Your test strategy here is to read the poem twice: once for general meaning and tone, and a second time to annotate devices and structural choices that create that meaning.
Analyzing Prose Fiction and Drama
For prose passages (from novels or essays) and drama excerpts, your focus shifts to narrative technique, characterization, and theme. Pay close attention to:
- Narrative Point of View: Is it first-person, third-person omniscient, or third-person limited? How does this perspective shape your understanding?
- Characterization: How are characters revealed—through dialogue, action, or description?
- Setting: How does the time and place influence the plot or mood?
- Dramatic Conventions: In plays, note the use of soliloquy, aside, stage directions, and dramatic irony.
- Theme: The central idea or insight about human experience. Your goal is to identify the theme supported by the specific passage, not a general theme of the entire work.
The exam will ask questions that require inference. You must deduce a character’s motive, the narrator’s attitude, or the symbolic significance of a detail based solely on the text provided.
Critical Reading and Test-Taking Strategy
The CLEP English Literature exam is a skills-based test. Your ultimate task is to demonstrate close reading—the careful, sustained interpretation of a brief passage. Every answer must be justified by the text itself.
Apply this process:
- Skim the Questions First: Before reading the passage, glance at the questions. This tells you what to look for (e.g., “the narrator’s attitude,” “the function of the metaphor in line 5”).
- Read Actively: Annotate mentally or on scratch paper. Underline key images, circle shifts in tone, and note the overall subject and argument.
- Eliminate Wrong Answers: The test often includes tempting distractors.
- Extreme Language: Answers containing words like “always” or “never” are often incorrect.
- Outside Knowledge Traps: An answer might be true historically but is not supported by the passage.
- Over-Literal Interpretations: Avoid answers that summarize plot without analyzing meaning.
- Support Your Choice: The correct answer will be the one most directly and fully supported by the evidence in the text.
Common Pitfalls
- Summarizing Instead of Analyzing: The exam tests analysis, not plot recall. If a question asks for the “effect” or “purpose” of a detail, don’t just describe what it is; explain what it does.
- Correction: Always ask yourself: “What is the author achieving with this choice?”
- Misidentifying the Literary Period: Confusing Romantic pastoral imagery with Neoclassical formal critique can lead you astray.
- Correction: Use the author’s name (if provided) and the passage’s stylistic hallmarks (diction, form, themes) to anchor it in the correct era.
- Ignoring the Question’s Scope: Some questions refer to specific lines; others ask about the whole passage.
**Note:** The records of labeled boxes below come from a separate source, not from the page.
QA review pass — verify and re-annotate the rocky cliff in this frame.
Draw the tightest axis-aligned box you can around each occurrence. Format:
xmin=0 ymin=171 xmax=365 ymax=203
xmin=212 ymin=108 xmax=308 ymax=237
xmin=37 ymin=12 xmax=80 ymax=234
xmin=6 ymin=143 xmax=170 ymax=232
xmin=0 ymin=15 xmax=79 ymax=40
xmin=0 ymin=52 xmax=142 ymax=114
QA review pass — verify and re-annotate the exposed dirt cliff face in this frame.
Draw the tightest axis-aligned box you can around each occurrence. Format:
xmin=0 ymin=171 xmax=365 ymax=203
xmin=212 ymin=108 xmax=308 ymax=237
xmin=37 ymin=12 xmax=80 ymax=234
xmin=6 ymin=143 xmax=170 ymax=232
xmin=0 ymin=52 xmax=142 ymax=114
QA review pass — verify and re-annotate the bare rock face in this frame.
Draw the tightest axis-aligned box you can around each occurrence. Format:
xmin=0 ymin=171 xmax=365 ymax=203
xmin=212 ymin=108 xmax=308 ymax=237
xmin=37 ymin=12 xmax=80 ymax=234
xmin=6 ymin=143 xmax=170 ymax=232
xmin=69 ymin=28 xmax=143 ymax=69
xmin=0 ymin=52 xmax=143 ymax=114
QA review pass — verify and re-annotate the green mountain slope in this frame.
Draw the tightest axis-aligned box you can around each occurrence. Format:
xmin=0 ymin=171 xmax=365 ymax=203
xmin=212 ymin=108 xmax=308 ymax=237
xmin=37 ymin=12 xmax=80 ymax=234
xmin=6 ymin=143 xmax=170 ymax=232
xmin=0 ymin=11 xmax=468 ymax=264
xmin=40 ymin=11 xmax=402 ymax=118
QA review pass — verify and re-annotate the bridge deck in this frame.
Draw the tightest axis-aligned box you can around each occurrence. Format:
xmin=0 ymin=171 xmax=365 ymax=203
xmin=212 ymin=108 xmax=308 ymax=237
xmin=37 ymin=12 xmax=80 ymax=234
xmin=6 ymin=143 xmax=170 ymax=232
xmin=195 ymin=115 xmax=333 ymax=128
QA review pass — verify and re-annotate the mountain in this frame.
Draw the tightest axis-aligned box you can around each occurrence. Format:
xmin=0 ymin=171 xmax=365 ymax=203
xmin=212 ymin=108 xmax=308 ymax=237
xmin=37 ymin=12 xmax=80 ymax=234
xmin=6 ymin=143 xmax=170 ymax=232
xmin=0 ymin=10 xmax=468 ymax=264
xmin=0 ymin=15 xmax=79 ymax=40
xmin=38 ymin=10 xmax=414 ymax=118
Answering a whole-passage question with evidence from only one line is a mistake.
- Correction: Match the scope of your evidence to the scope of the question.
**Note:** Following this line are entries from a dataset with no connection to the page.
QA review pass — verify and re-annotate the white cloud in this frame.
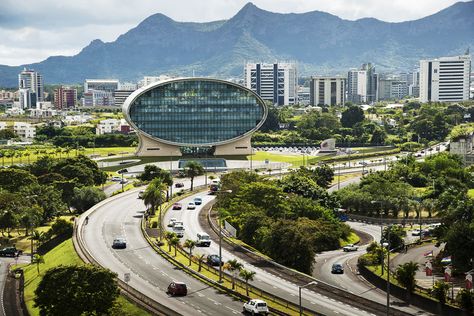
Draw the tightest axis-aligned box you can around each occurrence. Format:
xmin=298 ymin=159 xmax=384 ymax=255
xmin=0 ymin=0 xmax=462 ymax=65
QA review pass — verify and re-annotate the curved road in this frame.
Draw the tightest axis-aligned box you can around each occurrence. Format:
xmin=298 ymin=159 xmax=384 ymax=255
xmin=163 ymin=193 xmax=376 ymax=315
xmin=83 ymin=190 xmax=242 ymax=315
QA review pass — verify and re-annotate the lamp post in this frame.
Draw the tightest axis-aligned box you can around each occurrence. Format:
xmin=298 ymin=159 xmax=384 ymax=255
xmin=298 ymin=281 xmax=318 ymax=316
xmin=218 ymin=190 xmax=232 ymax=283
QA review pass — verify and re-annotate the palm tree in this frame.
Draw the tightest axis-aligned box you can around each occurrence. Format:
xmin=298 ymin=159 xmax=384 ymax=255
xmin=170 ymin=236 xmax=179 ymax=257
xmin=143 ymin=178 xmax=168 ymax=242
xmin=239 ymin=269 xmax=255 ymax=296
xmin=31 ymin=254 xmax=44 ymax=274
xmin=165 ymin=232 xmax=176 ymax=252
xmin=183 ymin=239 xmax=196 ymax=265
xmin=184 ymin=161 xmax=204 ymax=191
xmin=223 ymin=259 xmax=244 ymax=290
xmin=395 ymin=261 xmax=418 ymax=301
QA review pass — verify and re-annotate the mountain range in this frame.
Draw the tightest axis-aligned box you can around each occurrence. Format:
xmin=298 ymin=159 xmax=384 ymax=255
xmin=0 ymin=1 xmax=474 ymax=87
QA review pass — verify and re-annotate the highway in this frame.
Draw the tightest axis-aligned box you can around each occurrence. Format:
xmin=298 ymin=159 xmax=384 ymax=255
xmin=163 ymin=193 xmax=376 ymax=315
xmin=82 ymin=190 xmax=242 ymax=315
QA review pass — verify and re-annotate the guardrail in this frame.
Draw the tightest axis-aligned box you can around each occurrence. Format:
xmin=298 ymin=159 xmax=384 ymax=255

- Rushing Through Poetry: Poetry is dense. Skipping a careful read of a complex stanza is the fastest way to miss the meaning.
- Correction: Budget your time to allow for a second, slower reading of poetic passages. Paraphrase difficult lines in your own words.
Summary
- Build a Chronological Framework: Understand the defining features of British literary periods from Medieval to Modern to quickly contextualize any passage.
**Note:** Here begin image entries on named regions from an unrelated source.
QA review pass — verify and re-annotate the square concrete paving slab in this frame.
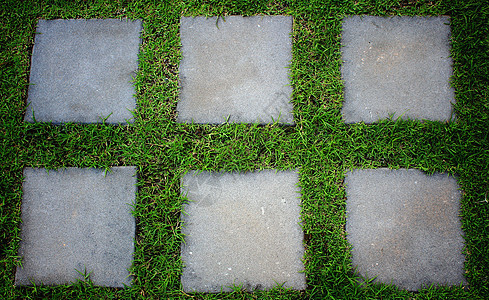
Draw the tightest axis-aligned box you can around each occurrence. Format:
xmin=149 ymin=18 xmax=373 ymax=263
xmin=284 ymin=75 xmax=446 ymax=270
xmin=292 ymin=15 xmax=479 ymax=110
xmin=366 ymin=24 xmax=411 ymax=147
xmin=345 ymin=169 xmax=465 ymax=291
xmin=177 ymin=16 xmax=294 ymax=124
xmin=25 ymin=19 xmax=142 ymax=124
xmin=182 ymin=170 xmax=306 ymax=293
xmin=15 ymin=167 xmax=137 ymax=287
xmin=341 ymin=16 xmax=455 ymax=123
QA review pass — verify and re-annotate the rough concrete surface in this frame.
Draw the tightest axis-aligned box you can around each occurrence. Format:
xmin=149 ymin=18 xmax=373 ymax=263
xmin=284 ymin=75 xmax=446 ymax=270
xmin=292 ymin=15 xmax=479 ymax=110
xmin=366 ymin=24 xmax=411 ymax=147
xmin=15 ymin=167 xmax=136 ymax=287
xmin=177 ymin=16 xmax=294 ymax=124
xmin=341 ymin=16 xmax=455 ymax=123
xmin=25 ymin=19 xmax=142 ymax=123
xmin=345 ymin=169 xmax=465 ymax=291
xmin=182 ymin=170 xmax=305 ymax=293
- Focus on Skills Over Memorization: The exam tests your ability to analyze unfamiliar texts. Author and period knowledge supports this analysis but does not replace close reading.
- Master Poetic and Literary Devices: Be able to identify devices like metaphor, imagery, and symbolism and, crucially, explain their contribution to a work’s meaning and tone.
- Analyze Narrative Technique: In prose and drama, pay close attention to point of view, characterization, and how setting shapes the narrative.
- Employ Strategic Test-Taking: Pre-read questions, eliminate wrong answers (especially extreme or unsupported ones), and always base your final choice on evidence from the passage itself.